REGION
Najpierw pomagał, potem okradał. 64-latek zatrzymany
W ręce dzielnicowych z komisariatu w Rakowie, wpadł w czwartek 64-letni mężczyzna. Śledczy podejrzewają, że mieszkaniec gminy Łagów okradł swojego znajomego z pieniędzy i pilarki spalinowej.
Wczoraj, z mundurowymi skontaktował się 66-latek. Mężczyzna poinformował, że podczas jego nieobecności, z domu zniknęło tysiąc złotych oraz pilarka spalinowa, warta 1200 złotych.

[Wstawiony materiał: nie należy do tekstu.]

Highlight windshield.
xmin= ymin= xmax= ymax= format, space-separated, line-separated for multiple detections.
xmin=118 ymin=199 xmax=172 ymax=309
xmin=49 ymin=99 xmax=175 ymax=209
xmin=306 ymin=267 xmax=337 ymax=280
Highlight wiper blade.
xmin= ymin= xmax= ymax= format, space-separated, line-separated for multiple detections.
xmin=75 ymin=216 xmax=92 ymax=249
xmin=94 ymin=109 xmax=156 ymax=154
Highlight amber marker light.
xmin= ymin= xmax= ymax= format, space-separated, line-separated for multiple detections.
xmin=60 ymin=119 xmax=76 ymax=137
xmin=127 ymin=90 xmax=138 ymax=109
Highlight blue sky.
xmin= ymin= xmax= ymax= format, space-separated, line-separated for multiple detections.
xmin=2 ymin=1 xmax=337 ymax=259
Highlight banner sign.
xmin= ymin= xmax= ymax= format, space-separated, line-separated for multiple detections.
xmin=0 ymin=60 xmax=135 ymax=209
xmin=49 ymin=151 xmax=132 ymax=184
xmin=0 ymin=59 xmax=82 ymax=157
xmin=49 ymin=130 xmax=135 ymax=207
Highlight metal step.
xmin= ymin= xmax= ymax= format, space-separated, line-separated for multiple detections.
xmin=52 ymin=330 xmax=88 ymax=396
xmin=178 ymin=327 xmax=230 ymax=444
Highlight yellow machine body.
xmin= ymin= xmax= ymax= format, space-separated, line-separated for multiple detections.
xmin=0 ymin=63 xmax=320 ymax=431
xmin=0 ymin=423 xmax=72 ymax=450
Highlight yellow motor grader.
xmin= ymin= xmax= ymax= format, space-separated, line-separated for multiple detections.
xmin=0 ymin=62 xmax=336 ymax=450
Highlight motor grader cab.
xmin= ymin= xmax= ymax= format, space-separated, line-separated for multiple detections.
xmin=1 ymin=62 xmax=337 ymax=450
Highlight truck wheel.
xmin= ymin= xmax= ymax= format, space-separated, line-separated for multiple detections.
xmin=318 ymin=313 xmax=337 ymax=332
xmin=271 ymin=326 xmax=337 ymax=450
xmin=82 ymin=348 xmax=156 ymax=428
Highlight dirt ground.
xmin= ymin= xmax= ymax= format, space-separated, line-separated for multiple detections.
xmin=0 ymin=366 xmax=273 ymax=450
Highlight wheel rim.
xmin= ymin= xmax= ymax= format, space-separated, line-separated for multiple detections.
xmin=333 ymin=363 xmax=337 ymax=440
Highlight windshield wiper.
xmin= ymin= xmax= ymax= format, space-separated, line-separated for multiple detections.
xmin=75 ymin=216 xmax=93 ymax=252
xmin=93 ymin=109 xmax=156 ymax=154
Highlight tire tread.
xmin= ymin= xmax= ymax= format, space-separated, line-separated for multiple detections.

- Dzielnicowi pracujący na miejscu nie zauważyli śladów mogących wskazywać na włamanie. To wzbudziło podejrzenia stróżów prawa, jak i samego pokrzywdzonego. W toku czynności policjanci dowiedzieli się, że dostęp do domu mógł mieć znajomy mężczyzny – mówi Karol Macek z Komendy Miejskiej Policji w Kielcach.
64-latek kilka lat wcześniej pomagał pokrzywdzonemu - opiekował się jego domem gdy ten był za granicą. Kilka godzin później, śledczy złożyli mu wizytę. W toku czynności odnaleźli klucz, pasujący do zamka w domu okradzionego mężczyzny. Odzyskali także zaginioną pilarkę.
Mężczyźnie grozi teraz pięć lat więzienia.